In this section we showcase how the AI agent helps maintain an open lakehouse stack specifically for GIS datasets. The agent is capable of ingesting, processing, and visualizing raster and vector data in a variety of formats, including COG GeoTIFF, RaQuet and GeoParquet.

GIS-specific Dataset formats

The following video provides an overview of the plethora of dataformats we need to be able to use in GIS applications.

Raster Data in the Open Lakehouse

RaQuet (pronounced “rock-et”) is CARTO’s new specification for storing raster data directly in Apache Parquet, the ubiquitous columnar format in modern data warehouses: A RaQuet row is a single tile block identified by a Web Mercator z/x/y quadbin in a block column.

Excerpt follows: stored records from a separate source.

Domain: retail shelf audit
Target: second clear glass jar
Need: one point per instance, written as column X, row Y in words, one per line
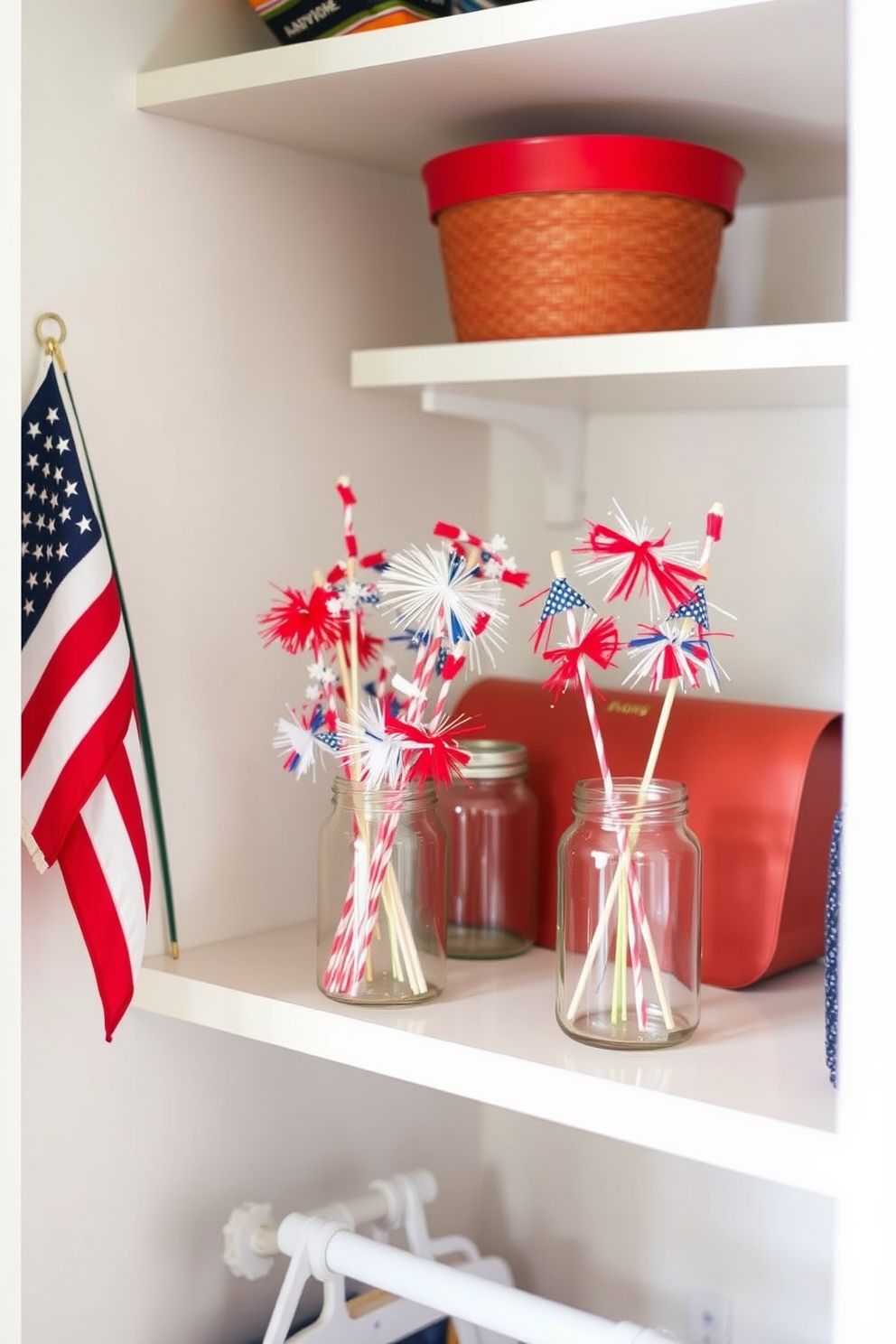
column 629, row 891
column 382, row 868
column 490, row 816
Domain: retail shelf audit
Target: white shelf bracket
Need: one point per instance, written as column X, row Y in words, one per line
column 555, row 432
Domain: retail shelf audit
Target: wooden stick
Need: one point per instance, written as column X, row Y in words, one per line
column 623, row 868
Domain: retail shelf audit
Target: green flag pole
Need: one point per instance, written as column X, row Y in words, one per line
column 52, row 347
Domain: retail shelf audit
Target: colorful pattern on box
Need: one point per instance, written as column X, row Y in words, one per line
column 303, row 21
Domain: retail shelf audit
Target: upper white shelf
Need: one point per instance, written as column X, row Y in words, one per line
column 762, row 79
column 749, row 1093
column 723, row 369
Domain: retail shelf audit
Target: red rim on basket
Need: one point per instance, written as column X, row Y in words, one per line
column 583, row 163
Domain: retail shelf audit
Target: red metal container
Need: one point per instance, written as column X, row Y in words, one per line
column 763, row 784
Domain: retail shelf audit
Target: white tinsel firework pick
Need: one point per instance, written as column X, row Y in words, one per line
column 437, row 590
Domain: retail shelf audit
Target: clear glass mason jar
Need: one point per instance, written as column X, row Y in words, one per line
column 490, row 816
column 629, row 891
column 382, row 870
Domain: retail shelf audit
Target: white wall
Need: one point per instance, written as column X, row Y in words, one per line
column 212, row 288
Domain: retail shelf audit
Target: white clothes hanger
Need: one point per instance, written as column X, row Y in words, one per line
column 415, row 1289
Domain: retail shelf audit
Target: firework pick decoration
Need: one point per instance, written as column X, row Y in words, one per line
column 673, row 648
column 388, row 732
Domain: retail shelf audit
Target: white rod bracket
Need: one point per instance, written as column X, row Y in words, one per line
column 555, row 432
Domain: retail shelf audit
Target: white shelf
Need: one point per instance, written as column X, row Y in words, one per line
column 736, row 74
column 749, row 1093
column 728, row 369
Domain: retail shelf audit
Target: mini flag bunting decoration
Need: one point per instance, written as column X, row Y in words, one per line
column 675, row 650
column 391, row 732
column 86, row 779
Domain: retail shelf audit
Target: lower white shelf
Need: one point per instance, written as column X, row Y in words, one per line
column 749, row 1093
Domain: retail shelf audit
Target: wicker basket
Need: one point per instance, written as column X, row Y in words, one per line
column 602, row 257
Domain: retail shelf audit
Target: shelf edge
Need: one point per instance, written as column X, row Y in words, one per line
column 796, row 1156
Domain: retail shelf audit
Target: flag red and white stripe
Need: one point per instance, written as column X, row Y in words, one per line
column 83, row 785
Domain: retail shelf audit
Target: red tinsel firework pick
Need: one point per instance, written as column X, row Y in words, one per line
column 446, row 606
column 637, row 565
column 673, row 650
column 303, row 622
column 598, row 641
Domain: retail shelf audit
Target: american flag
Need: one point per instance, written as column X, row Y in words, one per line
column 83, row 785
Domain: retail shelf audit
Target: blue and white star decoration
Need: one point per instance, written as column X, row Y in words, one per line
column 60, row 525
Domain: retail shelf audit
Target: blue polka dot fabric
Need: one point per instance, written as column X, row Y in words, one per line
column 832, row 949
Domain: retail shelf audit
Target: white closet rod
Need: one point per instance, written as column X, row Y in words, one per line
column 332, row 1250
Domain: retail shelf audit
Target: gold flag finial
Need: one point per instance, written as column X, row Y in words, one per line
column 51, row 344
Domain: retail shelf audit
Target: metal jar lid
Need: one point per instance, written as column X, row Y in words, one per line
column 493, row 760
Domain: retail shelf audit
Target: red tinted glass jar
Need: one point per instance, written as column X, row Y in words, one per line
column 490, row 816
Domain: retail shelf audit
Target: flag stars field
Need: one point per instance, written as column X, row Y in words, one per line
column 83, row 781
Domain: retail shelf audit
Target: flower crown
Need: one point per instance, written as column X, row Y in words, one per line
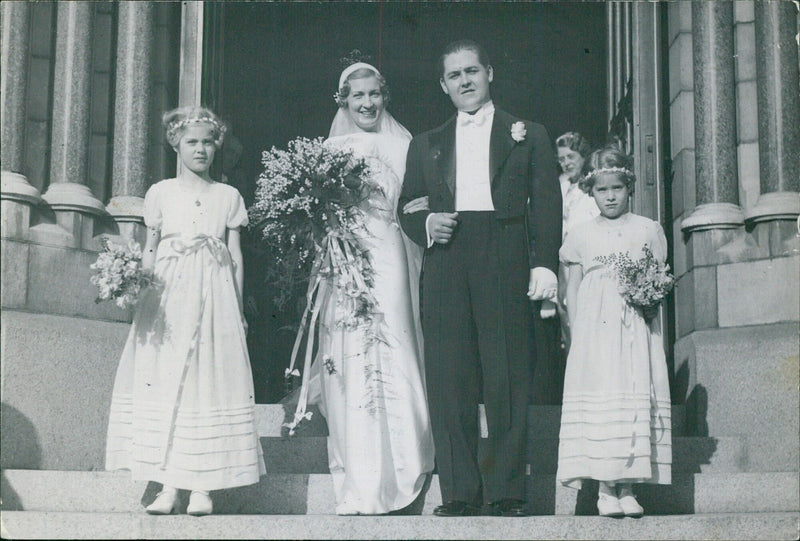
column 176, row 126
column 609, row 170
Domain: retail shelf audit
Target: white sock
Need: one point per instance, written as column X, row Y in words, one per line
column 607, row 488
column 624, row 489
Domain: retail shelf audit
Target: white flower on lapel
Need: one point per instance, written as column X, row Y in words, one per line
column 518, row 131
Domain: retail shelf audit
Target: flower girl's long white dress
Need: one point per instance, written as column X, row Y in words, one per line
column 615, row 419
column 182, row 410
column 380, row 447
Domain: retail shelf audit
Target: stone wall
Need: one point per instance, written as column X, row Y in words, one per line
column 736, row 238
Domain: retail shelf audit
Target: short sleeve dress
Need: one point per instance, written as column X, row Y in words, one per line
column 183, row 408
column 615, row 421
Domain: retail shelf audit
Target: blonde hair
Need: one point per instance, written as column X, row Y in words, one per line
column 608, row 160
column 177, row 120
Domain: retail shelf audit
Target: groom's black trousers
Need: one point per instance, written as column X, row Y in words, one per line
column 476, row 322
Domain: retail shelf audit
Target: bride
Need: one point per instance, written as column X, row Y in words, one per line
column 372, row 392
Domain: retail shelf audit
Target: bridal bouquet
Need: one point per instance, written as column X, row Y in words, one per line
column 118, row 273
column 307, row 208
column 643, row 282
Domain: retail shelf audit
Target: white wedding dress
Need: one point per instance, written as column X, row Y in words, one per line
column 372, row 392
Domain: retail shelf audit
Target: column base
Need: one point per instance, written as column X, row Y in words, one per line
column 16, row 187
column 126, row 208
column 18, row 196
column 775, row 206
column 74, row 197
column 713, row 216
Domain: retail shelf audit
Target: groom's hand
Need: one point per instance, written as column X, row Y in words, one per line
column 418, row 204
column 543, row 284
column 441, row 226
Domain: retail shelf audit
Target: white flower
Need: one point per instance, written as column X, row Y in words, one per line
column 518, row 131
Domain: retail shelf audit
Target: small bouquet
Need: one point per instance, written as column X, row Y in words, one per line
column 644, row 282
column 118, row 273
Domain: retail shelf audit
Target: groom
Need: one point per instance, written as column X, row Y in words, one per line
column 492, row 234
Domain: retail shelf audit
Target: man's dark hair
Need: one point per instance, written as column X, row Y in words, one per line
column 462, row 45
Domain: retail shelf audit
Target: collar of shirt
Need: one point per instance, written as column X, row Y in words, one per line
column 478, row 118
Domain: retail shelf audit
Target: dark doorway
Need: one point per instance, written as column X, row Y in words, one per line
column 280, row 64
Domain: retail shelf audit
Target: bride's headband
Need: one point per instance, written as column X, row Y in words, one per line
column 355, row 67
column 609, row 170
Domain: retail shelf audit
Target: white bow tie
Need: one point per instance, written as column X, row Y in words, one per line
column 478, row 119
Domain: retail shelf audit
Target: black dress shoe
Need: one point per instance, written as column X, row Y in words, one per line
column 507, row 507
column 456, row 508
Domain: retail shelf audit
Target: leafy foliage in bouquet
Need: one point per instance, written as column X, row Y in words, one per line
column 308, row 204
column 118, row 273
column 643, row 282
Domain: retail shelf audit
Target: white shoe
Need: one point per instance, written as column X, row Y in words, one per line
column 164, row 504
column 608, row 506
column 199, row 504
column 630, row 506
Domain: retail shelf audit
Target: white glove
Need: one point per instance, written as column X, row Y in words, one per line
column 543, row 284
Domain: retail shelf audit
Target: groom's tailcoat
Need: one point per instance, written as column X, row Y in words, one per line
column 476, row 314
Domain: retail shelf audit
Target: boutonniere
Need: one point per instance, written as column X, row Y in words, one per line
column 518, row 131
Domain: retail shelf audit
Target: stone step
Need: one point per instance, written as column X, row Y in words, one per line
column 543, row 421
column 53, row 525
column 309, row 454
column 312, row 494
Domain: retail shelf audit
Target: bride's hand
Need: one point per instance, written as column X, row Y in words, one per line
column 416, row 205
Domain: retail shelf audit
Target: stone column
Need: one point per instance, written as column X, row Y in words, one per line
column 132, row 113
column 715, row 119
column 16, row 192
column 68, row 194
column 778, row 112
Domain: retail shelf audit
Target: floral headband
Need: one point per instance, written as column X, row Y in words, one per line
column 174, row 127
column 609, row 170
column 355, row 67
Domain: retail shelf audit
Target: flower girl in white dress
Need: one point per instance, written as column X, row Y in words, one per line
column 615, row 420
column 182, row 410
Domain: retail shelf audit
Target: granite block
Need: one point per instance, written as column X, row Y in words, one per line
column 759, row 292
column 746, row 112
column 682, row 122
column 55, row 270
column 58, row 374
column 14, row 271
column 763, row 526
column 680, row 65
column 303, row 494
column 749, row 377
column 720, row 246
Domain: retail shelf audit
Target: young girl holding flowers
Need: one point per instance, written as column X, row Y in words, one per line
column 182, row 410
column 615, row 422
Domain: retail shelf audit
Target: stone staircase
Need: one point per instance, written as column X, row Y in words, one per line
column 712, row 496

The format includes per band binary blobs eg. columns band_1, band_2, … hold row-major-order pixel data (optionally gzip-compressed). Metadata are stored in the file itself - a special “block = 0x00” row stores JSON metadata (coverage area, resolution, data type), much like GeoParquet. The format allows in-memory databases such as DuckDB to use SELECT specific tiles or bands, join against vector tables, and leverage Parquet pruning & predicate pushdown.

DuckDB Compute Engine

Predicate Pushdown Example

Parquet files are divided into row groups, and each row group carries metadata (min/max statistics) for every column. When you run a query with a WHERE clause, DuckDB will:
  • Read only the metadata for the relevant column(s) from each row group.
  • Use your filter predicate (e.g. block = 12345) to decide which row groups could contain matching rows.
  • Skip scanning any row group whose metadata shows it can’t match.
  • Only actually read & decode the matching row groups.
This avoids reading—and decompressing—most of the file when your filter is selective. Suppose you have a RaQuet/Parquet file named raquet.parquet with these columns:
  • block (an integer quadbin ID)
  • band_1, band_2, … (binary or numeric arrays)
Here’s how you’d see predicate pushdown in action:
-- Start DuckDB in a shell or Python REPL:
-- $ duckdb

-- 1) Enable query profiling to see how many row-groups are scanned:
PRAGMA show_progress = true;

-- 2) Run a filter that only hits one block:
SELECT COUNT(*)
FROM read_parquet('raquet.parquet')
WHERE block = 120124381;
What you’ll observe in the console:
[  OK ] Scanned  1/10 row-groups (   10%)  |  0.003s
That line tells you DuckDB read just 1 of 10 row groups—skipping the other 90%—because only the one group could possibly contain block = 120124381. That’s predicate pushdown.

Partition Pruning Example

If you organize your files in a directory structure that encodes a “partition” column—e.g.:
data/
  block=12345/
    part-000.parquet
  block=67890/
    part-001.parquet
—then DuckDB can inspect your WHERE block = … filter before even opening those files, and skip entire directories that don’t match. That’s partition pruning. For example, if your tiles are laid out as:
tiles/
  block=120124381/
    part-000.parquet
  block=120124382/
    part-001.parquet
You could write:
-- Point DuckDB at the directory:
CREATE TABLE raster AS
  SELECT *
  FROM read_parquet('tiles/');

-- Now run a query:
SELECT band_1
FROM raster
WHERE block = 120124382;
DuckDB will never open the block=120124381/ folder, because it infers from the path that block there ≠ your filter value. That’s partition pruning—whole files (or directories) are skipped up-front.